Are for-profit nursing schools(U of Phoenix, Chamberlain)good or bad?

Nursing Students General Students

Published

So, the June 2010 issue of Good Housekeeping has a big expose on for-profit colleges, article titled "School of Hard Knocks". It goes into a pretty good amount of detail on how these schools find their students (with recruiters that receive bonuses, usually titled "enrollment coordinators"), the poor quality of the staff, the expense of the programs, the non-accreditation of some of the programs, the job prospects that don't materialize, etc.

I am wondering if any of you went through any of these health-related or nursing programs and what you thought about them. I know the University of Phoenix is big for online RN-BSN. They also mentioned Chamberlain College of Nursing in the article. There weren't any nursing graduates featured in the article but they did interview a few sonography grads and medical assistant grads that were poorly prepared, non-licenseable, and unable to find clinical experiences or jobs. I have always been very skeptical of online nursing programs that seem wayyyyyy to convenient -- how can you actually get a decent, online, accelerated education with no clinical, preceptorship, or intern experience whatsoever from what are probably (so the article says) very underqualified instructors (one school actually had an instructor that falsified a nursing license to teach there)?

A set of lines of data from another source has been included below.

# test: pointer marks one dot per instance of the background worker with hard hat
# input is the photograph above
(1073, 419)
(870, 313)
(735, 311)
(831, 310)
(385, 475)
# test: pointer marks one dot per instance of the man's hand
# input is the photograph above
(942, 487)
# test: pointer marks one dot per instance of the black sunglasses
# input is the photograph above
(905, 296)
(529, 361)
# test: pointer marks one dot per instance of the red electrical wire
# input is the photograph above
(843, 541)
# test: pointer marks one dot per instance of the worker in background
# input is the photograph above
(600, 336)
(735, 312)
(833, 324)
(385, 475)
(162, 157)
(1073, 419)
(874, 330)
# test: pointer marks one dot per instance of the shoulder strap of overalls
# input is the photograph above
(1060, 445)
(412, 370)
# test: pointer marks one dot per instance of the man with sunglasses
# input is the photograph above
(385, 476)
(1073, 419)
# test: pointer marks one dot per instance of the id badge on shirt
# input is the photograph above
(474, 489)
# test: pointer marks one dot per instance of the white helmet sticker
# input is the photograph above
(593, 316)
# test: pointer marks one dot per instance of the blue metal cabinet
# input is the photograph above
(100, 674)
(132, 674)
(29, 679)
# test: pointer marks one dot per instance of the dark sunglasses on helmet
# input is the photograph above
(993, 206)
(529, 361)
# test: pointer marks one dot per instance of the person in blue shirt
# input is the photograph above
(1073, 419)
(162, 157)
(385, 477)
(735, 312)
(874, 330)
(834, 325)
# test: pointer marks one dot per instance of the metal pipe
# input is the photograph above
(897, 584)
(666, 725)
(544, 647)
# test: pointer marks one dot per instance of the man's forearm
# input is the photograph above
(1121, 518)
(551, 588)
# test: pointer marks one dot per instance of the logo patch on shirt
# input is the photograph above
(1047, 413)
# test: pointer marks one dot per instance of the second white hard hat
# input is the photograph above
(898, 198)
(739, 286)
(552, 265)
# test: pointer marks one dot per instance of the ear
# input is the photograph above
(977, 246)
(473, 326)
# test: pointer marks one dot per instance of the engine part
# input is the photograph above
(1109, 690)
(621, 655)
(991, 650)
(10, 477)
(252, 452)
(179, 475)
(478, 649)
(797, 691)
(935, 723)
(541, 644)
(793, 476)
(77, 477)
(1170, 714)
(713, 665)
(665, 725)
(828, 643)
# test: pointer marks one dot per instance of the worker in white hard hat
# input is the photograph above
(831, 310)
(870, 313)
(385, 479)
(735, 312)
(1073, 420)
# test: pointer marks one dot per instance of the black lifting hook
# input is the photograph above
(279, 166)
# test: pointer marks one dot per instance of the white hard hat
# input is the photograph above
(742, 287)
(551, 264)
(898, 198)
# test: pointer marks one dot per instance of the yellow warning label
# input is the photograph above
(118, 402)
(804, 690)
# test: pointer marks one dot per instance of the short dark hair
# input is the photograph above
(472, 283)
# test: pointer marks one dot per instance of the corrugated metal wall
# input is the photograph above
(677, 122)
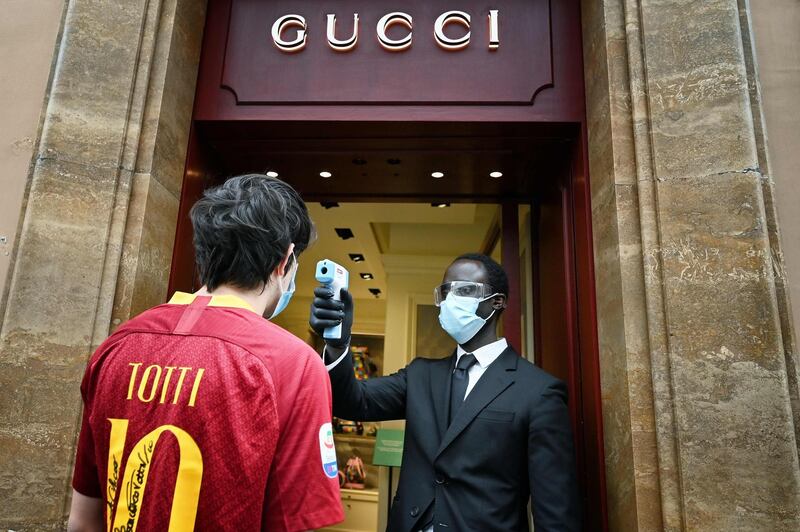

I am particularly concerned because my nurse manager (and, I have discovered, several other NMs in my facility) have received their MBA-HCMs (Health Care Management) at University of Phoenix. Now that I have seen an article like this, I am wondering if their degree is worth a hill of beans. I DO know that my boss worked full time, finished her MBA in two years, and was never out of the job market to intern or be precepted educationally (don't most MBA grads have to do something like that, or am I wrong?) That pace just doesn't seem like it should be an attainable goal for a reasonably academically adequate education program. I think to go to a real school, you would probably have to take night/weekend classes 3-4 days a week year-round to get done with an MBA that fast. It just seems like a joke. Do they really know anything more than I do now that they have the letters after their name?

I am interested in clinical leadership (not management.) I am working on an MSN at a respectable (not particularly prestigious) public university. I would never dream of going to a school where I couldn't meet and interact with an expert instructor.

Any thoughts?

Do you know anything about Kaplan college?